2. A cathode-ray tube having an inline electron gun for use with an astigmatic self-converging magnetic deflection yoke, said gun having means for generating and directing three electron beams along coplanar beam paths toward a screen of said tube, and said gun including three cathodes, a control grid, a screen grid and a main lens assembly coaxially aligned with said cathodes in the order recited, one of said grids being an astigmatic beam forming grid which introduces a compensating asymmetry into said electron beams, wherein said astigmatic beam forming grid has a functional grid portion of a given thickness with three inline substantially circular apertures formed therethrough, each of said apertures being intersected by a slot formed in said functional grid portion and centered about said apertures, and each of said slots having a depth less than the thickness of said functional grid portion and extending across oppositely disposed quadrants of said apertures.

3. The tube as defined in Claim 2, wherein said control grid comprises said astigmatic beam forming grid, and said slots longitudinally extend perpendicular to the inline direction of the three inline beam forming grid apertures; each slot being on a side of the control grid facing the screen grid.

4. The tube as defined in Claim 2, wherein said screen grid comprises said astigmatic beam forming grid, and said slots longitudinally extend in the inline direction of the three inline beam forming grid apertures, each slot being on a side of the screen grid facing the control grid.
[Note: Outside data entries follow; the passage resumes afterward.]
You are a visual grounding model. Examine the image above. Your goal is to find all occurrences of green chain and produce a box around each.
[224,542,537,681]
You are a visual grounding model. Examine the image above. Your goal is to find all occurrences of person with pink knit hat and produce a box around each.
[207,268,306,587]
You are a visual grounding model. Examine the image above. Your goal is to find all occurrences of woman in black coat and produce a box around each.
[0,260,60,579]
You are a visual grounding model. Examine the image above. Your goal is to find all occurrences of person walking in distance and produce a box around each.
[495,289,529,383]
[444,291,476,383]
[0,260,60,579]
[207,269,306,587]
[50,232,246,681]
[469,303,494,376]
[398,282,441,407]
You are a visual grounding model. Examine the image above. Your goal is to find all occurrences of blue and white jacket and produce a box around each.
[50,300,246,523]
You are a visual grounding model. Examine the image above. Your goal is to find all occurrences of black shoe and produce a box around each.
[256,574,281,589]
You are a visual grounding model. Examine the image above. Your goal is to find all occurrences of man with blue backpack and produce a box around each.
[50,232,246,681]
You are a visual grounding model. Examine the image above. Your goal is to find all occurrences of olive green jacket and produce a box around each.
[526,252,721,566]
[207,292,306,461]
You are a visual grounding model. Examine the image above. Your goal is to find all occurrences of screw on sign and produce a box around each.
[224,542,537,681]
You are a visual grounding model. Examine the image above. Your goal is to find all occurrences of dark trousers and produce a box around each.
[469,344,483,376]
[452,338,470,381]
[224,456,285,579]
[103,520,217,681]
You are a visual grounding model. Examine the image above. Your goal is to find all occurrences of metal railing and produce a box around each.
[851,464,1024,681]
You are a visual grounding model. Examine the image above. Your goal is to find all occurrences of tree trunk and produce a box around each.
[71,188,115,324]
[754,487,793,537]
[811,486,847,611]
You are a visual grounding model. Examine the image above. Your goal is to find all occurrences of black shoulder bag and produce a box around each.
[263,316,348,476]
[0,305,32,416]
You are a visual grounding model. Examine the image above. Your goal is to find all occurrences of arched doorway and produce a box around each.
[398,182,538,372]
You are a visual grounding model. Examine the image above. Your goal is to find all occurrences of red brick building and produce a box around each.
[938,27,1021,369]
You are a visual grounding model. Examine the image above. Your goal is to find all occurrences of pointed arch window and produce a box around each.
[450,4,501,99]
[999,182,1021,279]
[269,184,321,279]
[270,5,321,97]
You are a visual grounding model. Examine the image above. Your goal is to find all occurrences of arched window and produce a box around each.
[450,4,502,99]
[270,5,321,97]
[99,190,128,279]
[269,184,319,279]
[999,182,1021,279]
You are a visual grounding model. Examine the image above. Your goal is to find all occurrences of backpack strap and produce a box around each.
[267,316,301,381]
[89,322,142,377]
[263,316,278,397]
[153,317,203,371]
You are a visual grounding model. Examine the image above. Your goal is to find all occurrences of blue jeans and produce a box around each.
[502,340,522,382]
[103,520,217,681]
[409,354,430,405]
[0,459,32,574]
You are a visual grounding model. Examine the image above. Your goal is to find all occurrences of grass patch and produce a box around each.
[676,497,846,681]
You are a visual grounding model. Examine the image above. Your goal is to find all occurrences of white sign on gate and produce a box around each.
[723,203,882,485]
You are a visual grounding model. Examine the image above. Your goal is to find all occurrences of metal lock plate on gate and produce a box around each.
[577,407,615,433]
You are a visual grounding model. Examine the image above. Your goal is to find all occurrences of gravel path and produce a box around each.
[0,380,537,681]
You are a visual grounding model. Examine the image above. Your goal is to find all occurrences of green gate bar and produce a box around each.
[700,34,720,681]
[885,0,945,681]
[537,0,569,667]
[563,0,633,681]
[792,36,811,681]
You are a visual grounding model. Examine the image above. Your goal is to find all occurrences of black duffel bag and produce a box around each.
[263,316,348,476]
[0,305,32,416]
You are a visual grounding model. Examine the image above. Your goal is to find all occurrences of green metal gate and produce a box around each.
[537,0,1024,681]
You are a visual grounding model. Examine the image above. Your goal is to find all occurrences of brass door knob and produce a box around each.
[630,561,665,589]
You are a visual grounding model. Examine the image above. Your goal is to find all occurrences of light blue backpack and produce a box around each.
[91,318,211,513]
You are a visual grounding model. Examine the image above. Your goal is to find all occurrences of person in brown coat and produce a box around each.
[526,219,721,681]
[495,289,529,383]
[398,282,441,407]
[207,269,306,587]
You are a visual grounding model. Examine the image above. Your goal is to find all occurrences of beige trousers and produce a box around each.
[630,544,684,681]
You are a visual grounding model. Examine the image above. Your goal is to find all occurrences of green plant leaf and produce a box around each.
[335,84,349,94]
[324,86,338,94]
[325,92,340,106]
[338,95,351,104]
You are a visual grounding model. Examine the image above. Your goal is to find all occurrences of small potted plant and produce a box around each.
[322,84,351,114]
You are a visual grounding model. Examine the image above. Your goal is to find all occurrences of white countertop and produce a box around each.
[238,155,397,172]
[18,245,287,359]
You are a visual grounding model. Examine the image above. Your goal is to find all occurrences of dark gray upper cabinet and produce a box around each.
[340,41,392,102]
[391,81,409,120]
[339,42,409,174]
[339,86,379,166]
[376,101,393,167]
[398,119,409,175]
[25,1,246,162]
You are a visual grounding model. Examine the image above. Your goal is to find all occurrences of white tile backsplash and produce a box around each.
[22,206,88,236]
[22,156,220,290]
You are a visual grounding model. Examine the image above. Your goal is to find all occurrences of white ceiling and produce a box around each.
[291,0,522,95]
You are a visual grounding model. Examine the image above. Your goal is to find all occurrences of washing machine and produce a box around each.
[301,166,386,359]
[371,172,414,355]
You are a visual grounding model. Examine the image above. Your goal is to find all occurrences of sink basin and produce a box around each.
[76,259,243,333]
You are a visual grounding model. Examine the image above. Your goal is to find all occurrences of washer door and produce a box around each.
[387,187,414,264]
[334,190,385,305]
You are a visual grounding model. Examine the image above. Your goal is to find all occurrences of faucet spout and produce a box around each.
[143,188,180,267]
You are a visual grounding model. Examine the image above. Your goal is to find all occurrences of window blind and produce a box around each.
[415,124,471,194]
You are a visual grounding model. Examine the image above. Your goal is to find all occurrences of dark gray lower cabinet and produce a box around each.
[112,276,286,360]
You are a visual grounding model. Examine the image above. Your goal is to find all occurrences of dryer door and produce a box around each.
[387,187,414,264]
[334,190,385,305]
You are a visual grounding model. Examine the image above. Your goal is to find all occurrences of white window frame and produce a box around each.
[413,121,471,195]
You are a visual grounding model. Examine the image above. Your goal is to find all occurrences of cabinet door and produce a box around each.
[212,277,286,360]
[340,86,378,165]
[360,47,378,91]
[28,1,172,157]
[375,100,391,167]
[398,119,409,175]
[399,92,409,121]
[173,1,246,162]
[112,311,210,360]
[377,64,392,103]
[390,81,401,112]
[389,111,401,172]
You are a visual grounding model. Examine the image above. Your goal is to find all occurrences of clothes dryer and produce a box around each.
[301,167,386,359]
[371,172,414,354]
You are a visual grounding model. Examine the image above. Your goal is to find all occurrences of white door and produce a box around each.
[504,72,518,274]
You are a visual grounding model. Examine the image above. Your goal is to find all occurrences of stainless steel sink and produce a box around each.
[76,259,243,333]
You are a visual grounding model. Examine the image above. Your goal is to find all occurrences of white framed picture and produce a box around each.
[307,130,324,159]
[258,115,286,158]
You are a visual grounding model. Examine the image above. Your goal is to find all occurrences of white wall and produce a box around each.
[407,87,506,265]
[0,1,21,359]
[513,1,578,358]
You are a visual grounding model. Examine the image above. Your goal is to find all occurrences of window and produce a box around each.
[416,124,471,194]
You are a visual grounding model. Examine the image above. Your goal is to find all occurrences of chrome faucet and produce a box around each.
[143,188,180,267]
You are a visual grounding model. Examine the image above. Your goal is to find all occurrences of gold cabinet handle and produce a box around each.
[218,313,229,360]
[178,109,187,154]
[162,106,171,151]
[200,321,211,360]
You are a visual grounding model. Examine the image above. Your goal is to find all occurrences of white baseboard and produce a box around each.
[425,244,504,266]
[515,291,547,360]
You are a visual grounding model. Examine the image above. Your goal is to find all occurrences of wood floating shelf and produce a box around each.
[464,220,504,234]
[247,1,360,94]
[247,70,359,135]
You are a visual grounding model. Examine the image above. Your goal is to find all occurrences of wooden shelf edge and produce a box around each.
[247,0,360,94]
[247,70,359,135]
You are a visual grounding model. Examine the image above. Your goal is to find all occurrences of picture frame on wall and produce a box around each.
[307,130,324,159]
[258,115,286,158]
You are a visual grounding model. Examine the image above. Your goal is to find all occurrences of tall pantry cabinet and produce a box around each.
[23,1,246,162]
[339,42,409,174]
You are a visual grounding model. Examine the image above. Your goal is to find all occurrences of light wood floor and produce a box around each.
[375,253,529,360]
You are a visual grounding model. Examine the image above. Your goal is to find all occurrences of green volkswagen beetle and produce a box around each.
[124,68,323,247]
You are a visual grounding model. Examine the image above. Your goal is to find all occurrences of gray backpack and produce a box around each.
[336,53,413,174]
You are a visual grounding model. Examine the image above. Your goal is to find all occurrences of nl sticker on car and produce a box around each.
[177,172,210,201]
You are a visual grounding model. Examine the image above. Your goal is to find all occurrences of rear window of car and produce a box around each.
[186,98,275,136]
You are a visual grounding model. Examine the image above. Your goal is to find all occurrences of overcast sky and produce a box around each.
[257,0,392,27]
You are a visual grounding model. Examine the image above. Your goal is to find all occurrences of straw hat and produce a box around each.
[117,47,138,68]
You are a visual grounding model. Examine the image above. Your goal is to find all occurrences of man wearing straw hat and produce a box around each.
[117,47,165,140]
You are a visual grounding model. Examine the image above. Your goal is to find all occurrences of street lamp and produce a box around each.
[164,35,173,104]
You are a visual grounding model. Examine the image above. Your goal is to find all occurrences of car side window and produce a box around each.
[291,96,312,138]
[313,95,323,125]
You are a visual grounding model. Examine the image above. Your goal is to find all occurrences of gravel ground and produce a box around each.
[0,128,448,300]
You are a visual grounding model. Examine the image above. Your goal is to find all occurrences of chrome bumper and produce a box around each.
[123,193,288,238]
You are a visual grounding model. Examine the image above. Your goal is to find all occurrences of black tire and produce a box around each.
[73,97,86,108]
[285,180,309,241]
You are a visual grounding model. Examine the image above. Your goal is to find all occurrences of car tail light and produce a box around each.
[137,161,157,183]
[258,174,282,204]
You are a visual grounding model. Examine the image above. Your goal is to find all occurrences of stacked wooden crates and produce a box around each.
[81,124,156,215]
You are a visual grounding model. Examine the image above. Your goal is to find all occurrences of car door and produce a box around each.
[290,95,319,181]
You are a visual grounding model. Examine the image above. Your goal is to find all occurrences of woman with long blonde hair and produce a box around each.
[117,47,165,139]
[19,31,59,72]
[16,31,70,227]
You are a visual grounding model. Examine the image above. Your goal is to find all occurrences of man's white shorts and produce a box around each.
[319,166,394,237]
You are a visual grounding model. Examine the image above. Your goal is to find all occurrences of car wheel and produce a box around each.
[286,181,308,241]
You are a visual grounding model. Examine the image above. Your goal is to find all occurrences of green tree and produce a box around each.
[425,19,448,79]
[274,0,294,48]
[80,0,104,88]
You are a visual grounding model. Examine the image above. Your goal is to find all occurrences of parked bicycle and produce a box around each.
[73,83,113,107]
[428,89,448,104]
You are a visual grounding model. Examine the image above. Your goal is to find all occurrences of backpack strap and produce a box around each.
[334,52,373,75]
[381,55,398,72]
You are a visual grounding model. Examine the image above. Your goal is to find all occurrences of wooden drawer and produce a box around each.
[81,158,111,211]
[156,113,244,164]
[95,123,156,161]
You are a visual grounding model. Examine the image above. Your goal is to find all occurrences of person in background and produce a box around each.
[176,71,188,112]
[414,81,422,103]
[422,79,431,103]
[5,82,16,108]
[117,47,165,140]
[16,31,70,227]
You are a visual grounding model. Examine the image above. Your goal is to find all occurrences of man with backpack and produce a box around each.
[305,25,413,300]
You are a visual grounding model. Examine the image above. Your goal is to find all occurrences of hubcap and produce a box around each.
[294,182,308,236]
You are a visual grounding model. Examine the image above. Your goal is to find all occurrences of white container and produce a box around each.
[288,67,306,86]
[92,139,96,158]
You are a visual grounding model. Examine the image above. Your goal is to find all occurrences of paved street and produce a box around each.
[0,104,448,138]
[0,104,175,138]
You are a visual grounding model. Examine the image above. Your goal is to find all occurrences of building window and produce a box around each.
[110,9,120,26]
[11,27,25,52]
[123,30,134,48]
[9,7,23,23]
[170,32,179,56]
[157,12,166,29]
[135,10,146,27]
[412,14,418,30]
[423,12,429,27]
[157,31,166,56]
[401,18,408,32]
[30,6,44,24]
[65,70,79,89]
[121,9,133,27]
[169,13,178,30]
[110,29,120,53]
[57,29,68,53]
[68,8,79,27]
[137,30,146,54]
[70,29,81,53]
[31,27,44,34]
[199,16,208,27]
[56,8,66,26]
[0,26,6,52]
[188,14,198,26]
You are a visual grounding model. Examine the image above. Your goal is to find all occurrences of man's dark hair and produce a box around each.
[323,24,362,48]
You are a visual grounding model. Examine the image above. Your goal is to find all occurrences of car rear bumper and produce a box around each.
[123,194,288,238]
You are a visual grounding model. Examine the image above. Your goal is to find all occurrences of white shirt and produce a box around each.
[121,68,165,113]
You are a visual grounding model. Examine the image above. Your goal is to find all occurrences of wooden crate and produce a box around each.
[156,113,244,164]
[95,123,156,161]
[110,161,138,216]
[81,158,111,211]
5. A cathode-ray tube for use with an attached astigmatic self-converging magnetic deflection yoke assembly, said tube having an evacuated envelope with an inline electron gun for generating and directing three electron beams along coplanar beam paths toward a screen of said tube, said electron gun including three cathodes, a beam forming region and a main lens region, said beam forming region comprising a control grid and a screen grid, and said main lens region comprising a plurality of main focus lenses, said regions being coaxially aligned with said cathodes in the order recited, said main focus lenses and said yoke assembly, in combination, introducing astigmatism into said electron beams, and one of said grids of said beam forming region having three slots formed therein to produce a compensating astigmatism into said beams, wherein said one grid has a functional grid portion of a given thickness with three inline apertures formed therethrough, each of said apertures comprising four quadrants, two of the oppositely disposed quadrants being intersected by a slot formed in said functional grid portion and centered about said apertures, and each of said slots having a width at said apertures less than the diameter of said apertures and a depth less than the thickness of said functional grid portion.

6. The tube as defined in Claim 5, wherein said control grid comprises said one grid, and said slots longitudinally extend perpendicular to the inline direction of the three inline apertures, each of said slots being on a side of the control grid facing said screen grid.

7. The tube as defined in Claim 5, wherein said screen grid comprises said one grid, and said slots longitudinally extend in the inline direction of the three inline apertures, each of said slots being on a side of the screen grid facing the control grid.